Ganley is upbeat about the prospects of his “very strong team” completing the project. The Ofcom regulator, the authority with the ultimate power to assign and revoke satellite licences from companies, has greenlighted Rivada’s access to the licences.
Yet the fight over them continues. Having been kicked off the board in the Microsoft Teams call back in February, the Chinese investor Zhou has initiated legal proceedings against his former European partners, whom he accuses of thwarting the project and replacing him as an investor, violating Chinese shareholder rights.

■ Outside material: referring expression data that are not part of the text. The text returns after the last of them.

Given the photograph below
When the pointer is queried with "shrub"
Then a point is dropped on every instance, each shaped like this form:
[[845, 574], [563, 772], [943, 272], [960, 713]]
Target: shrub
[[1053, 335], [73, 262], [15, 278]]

He has also filed suit in Washington against Rivada for intentionally interfering with contractual relations. With a “project of this scale and complexity, that has so many uncertainties and variables, the last thing you want is to have a legal defect,” Zhou says. Ganley defends his company’s actions, saying it “took extensive legal advice on the procedure that we exercised to the letter”.
The fact that the permits are now in the hands of a company whose parent company’s board is stacked with retired top brass from the US and UK military and a former chair of the joint chiefs of staff underscores the national security implications of the rapidly proliferating number of small satellites. Experts in both countries have warned of the difficulty to track the activities of commercial satellite constellations.
“No one has the capability to track and monitor thousands of small satellites,” Eftimiades, the former CIA official, says. He explained that governments are meant to give the ITU detailed technical specifications but added that “nobody feels overly compelled to do so, especially if they want to hide something”.
The rush to deploy LEO satellites has sparked safety concerns beyond the potential military applications of ultrafast internet. Experts are growing increasingly wary of the risk of collisions, with the spawning number of satellites and mounting amounts of space debris.
But if the collapse of the Kleo Connect joint venture illustrates anything, it’s that the trust and co-operation needed for rival countries to navigate the space economy are still in short supply back on earth. The wider implications should trouble us all, says one space industry insider. “I worry nothing will change until there is an accident in space. In the present geopolitical environment, I can’t see an immediate solution either.”